Chance of a lifetime
Tom Webster is managing partner at Sentry Advice
Demographics suggest that later life lending is going to become a significant driver of growth in your business, and if you are not offering solutions for your clients, you are not only missing an opportunity but also failing them.
There are, however, still a number of myths surrounding equity release products, so how can you bust these myths and what are the ways you can start to use equity release to meet the funding requirements of your clients?
There are few questions around the potential demand for equity release. The OECD says that there will be more than 35 people over 65 for every 100 of working age by 2025 and the ONS says that the total pension liability of the UK is estimated to be £7.6 trillion, which is double the level of GDP.
At the same time, Savills has said that UK housing wealth is now worth more than £7.14 trillion. Releasing some of this wealth could therefore provide a solution for millions of older homeowners who want to boost their income and enhance their lifestyle, but a number of myths continue to provide a stumbling block to the growth of the sector.
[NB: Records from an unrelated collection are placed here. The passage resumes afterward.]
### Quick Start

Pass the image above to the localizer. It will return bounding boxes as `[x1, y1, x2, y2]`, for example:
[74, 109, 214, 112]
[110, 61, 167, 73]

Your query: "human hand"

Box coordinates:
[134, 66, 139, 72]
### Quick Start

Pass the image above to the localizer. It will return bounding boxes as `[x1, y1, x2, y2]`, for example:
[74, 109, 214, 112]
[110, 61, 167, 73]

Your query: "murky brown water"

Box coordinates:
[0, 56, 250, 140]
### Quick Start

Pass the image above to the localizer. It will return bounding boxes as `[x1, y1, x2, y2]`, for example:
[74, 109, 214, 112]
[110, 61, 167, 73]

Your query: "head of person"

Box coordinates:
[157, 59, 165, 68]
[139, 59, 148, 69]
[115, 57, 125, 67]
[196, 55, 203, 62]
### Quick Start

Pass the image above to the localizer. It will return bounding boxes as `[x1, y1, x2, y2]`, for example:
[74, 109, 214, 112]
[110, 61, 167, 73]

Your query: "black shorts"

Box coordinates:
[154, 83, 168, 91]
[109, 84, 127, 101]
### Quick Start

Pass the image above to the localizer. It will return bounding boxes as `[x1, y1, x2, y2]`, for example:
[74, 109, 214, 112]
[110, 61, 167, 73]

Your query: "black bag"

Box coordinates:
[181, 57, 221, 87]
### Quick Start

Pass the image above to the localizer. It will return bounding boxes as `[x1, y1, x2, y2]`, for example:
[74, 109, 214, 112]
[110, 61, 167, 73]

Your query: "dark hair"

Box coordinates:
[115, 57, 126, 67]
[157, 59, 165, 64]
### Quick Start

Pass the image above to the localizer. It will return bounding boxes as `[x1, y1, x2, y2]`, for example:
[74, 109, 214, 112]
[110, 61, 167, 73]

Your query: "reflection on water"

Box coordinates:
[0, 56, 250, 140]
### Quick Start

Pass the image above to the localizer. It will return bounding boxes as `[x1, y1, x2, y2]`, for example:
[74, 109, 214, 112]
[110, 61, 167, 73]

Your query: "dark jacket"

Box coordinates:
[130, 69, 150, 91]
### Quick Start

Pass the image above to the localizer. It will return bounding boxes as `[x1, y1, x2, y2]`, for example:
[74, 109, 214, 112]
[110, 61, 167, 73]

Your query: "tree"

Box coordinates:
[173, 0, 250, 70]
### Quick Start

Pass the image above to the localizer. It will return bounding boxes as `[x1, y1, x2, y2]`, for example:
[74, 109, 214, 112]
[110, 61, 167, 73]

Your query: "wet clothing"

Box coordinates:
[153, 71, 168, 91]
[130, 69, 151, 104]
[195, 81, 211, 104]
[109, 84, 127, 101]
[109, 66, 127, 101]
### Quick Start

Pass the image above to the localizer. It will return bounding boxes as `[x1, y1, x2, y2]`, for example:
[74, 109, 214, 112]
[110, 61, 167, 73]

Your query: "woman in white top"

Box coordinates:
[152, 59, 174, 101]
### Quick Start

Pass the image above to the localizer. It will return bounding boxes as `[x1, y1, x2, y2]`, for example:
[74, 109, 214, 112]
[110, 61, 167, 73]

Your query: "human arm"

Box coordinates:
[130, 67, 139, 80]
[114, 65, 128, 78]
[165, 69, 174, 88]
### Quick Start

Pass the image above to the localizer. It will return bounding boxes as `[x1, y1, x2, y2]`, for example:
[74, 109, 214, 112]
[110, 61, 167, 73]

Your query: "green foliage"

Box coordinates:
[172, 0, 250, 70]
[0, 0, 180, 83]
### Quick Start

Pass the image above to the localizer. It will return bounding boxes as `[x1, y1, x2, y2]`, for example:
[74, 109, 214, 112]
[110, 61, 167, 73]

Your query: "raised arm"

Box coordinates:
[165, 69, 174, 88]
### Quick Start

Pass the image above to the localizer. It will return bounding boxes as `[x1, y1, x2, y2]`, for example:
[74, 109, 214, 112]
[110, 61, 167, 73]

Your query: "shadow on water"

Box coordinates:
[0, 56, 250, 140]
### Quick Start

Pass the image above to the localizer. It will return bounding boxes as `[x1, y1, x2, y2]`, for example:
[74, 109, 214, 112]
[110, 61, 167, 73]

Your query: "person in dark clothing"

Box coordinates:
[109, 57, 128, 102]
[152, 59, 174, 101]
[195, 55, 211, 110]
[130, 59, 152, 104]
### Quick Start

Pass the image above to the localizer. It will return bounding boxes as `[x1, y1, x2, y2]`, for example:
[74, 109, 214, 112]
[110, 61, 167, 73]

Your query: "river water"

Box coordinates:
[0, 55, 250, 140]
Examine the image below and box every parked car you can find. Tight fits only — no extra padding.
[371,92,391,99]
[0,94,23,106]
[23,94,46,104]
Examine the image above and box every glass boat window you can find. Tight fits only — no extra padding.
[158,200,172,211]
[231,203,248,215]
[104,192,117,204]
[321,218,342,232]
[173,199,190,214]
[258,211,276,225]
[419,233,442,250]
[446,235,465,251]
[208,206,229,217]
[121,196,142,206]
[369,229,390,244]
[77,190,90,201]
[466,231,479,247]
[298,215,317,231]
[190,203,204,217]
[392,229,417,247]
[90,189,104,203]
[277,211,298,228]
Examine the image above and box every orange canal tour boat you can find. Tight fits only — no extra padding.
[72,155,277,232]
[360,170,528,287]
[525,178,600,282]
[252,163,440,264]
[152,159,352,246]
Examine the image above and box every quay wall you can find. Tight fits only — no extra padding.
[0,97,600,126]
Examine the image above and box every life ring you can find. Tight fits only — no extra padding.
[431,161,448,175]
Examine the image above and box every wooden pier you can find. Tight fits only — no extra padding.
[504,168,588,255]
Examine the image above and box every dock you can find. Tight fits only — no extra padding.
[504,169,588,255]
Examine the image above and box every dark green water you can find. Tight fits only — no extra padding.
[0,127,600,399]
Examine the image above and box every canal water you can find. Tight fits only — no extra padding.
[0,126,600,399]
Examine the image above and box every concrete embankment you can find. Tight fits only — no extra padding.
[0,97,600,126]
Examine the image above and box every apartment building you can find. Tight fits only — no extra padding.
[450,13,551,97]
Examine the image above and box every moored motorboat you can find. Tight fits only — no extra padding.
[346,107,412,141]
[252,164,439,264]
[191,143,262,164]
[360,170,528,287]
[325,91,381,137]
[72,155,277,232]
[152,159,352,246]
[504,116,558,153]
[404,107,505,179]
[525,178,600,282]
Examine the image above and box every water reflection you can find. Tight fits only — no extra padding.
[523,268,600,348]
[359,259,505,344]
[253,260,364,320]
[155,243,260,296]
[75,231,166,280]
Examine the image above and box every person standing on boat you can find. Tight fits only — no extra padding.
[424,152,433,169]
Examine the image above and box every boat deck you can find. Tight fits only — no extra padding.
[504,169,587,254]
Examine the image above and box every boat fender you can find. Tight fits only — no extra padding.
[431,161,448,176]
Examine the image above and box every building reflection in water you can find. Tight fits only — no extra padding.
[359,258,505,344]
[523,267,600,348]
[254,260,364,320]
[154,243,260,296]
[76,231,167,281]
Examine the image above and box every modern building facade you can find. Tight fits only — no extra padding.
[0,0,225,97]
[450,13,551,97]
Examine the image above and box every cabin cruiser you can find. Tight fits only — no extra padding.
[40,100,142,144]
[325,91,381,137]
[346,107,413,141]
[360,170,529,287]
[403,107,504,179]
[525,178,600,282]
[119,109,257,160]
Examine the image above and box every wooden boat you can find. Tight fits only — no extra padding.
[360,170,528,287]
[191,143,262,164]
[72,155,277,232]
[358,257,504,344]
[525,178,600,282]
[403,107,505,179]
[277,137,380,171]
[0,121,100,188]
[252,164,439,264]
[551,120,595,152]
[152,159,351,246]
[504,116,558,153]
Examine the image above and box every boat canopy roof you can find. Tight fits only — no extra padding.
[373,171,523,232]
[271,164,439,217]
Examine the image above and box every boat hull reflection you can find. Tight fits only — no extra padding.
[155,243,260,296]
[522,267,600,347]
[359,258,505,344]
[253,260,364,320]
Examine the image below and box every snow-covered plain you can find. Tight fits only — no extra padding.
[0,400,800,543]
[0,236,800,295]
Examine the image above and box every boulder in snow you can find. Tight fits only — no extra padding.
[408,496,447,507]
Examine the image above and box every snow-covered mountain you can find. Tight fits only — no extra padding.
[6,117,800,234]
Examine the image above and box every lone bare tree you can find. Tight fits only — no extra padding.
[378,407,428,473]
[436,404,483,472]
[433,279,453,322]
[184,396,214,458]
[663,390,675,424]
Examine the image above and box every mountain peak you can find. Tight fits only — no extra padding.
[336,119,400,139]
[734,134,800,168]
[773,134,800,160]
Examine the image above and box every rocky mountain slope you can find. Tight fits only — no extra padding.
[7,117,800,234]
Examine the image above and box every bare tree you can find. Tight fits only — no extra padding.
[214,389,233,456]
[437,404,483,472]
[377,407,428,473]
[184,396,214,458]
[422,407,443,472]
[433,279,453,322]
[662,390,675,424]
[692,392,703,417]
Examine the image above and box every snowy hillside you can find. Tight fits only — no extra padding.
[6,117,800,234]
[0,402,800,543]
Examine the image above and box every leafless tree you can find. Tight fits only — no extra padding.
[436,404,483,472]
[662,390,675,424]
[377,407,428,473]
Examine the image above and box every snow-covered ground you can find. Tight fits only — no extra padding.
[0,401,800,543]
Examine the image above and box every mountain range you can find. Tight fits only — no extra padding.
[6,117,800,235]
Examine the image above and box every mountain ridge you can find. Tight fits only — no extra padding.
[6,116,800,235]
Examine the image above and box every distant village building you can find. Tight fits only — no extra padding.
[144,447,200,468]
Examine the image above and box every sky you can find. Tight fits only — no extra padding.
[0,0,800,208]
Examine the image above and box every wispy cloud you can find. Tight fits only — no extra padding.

Here are some of those myths and the truth behind them.
Myth: I won’t own my home anymore, so I might lose it
Truth: With a lifetime mortgage, people remain the owner of their home.
Myth: I don’t want another mortgage now, I can’t afford the repayments
Truth: With a lifetime mortgage, no repayments are normally required until the borrower dies or goes into long-term care.
Myth: I can’t access equity release as I have a blemished credit record.
Truth: Lending is based on the market value of the property, age and health status of the borrower. Income and credit history are not considered.
Myth: I don’t want my children inheriting a debt.
Truth: The ‘no negative equity guarantee’ means that the debt will never be more than the equity in the property.
Myth: I won’t be able to leave anything to my children or grandchildren.
Truth: It is always a good idea for someone considering equity release to discuss their plans with their close family. There is now the option to take up an equity release product with built-in equity protection that provides an ‘inheritance guarantee’.
Myth: I might not want to stay here forever. Wouldn’t equity release tie me down to this home?
Truth: There are now portable equity release products are available, which could enable a customer to move home and move their product.
We have taken the decision not to offer home reversion plans and only provide advice on lifetime mortgages. We have recently worked with clients on lifetime mortgages to clear a bridging loan, fund home improvements, plan for inheritance tax and provide a deposit for high yielding buy-to-let properties that were able to provide an income for retirement.
Lifetime mortgage products are improving all the time and borrowers now have the option to make some payments towards a loan to reduce their overall cost of interest.
For brokers, if you can dispel the myths about equity release for your clients, this improving product landscape and the wave of demographic demand presents the chance of a lifetime.